I agree with what your saying that a sense of shame is ridiculus, it can even be unhelpful (in relation to the empire). However remember that I am not talking simply about personal shame but a culture of shame around certain things. People here might think I am off the mark suggesting that a culture of shame is associated with the legacy of the British empire. However, I never once said that you or anyone else should feel personally ashamed of the past. What I said was the language is not suitable as a world language because it owes its dominance to a past that is shameful.

Anyway perhaps we have forgotten the legacy of the empire? We effectively wrote whole chapters of our history off in the Middle East when we supported the war in Iraq. We effectively decided that our diplomatic position is not worth much when we started to bomb that country in the interests of the fiction that they were a threat to the world. So I might be wrong that there is a culture of shame for the past. One thing though I personally think if we could remember the empire more with a culture of shame that we would be less inclined to go off dropping bombs on people in the interests of a fiction about big guns and bombs.

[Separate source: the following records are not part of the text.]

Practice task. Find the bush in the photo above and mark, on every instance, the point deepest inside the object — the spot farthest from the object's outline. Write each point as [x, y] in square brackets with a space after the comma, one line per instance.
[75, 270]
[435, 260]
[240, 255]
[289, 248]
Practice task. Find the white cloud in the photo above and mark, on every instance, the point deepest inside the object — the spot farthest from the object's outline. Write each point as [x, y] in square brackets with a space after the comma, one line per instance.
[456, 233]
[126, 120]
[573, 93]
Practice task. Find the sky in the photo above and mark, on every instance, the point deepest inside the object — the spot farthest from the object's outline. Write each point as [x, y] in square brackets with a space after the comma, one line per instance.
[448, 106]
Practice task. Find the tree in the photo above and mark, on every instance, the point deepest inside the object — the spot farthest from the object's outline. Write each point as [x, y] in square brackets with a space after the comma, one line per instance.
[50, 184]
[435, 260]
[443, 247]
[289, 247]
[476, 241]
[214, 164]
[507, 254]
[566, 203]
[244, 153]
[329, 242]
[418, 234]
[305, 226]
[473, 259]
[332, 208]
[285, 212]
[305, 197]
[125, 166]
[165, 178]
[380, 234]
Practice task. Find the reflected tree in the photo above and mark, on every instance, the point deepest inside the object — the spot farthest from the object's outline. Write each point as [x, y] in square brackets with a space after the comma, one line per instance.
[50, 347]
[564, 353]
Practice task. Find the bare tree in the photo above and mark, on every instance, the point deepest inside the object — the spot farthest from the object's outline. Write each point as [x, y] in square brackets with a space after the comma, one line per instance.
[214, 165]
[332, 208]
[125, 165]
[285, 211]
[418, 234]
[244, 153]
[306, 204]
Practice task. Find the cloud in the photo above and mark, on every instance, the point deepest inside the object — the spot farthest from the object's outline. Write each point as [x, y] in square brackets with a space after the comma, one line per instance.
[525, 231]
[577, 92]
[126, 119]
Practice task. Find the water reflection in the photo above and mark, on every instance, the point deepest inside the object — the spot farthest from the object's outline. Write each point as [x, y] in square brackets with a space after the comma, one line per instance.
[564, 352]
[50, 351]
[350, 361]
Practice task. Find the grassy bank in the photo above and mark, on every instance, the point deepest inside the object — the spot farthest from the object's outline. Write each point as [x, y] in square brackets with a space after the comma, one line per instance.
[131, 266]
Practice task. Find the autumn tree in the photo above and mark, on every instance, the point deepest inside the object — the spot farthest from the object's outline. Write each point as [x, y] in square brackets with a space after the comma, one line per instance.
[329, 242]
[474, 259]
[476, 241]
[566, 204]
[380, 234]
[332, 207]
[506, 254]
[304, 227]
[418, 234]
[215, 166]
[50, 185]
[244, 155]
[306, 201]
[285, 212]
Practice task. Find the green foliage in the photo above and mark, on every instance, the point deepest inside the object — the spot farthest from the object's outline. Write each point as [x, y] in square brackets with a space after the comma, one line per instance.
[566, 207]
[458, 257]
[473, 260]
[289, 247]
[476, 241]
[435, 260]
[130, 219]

The fact that our ancesters were different to us is a moot point especially since we are still informed by the same rationality that they were. On the one hand that they went of colonising a new world. We however are still continuing that project. The only difference is that today we are colonising it with our ideas about how things ought to be. We are busy promoting our hegemony when we should learn to shut the fuck up and perhaps listen?

I listened to Anthony Giddens talk around a year ago about gobalisation and as one of Blairs sociological gurus he frightened me. His view was that this new terror was a global thing and that our whole life was under threat and that we had no option but to go and enforce our will one 'them'. Most of the audience was very shocked that someone would be talking so aggressively about enforcing our will on 'them'.

God made man in his own image one day we killed him (Nietzsche) and now we are busy trying to make the world in our image.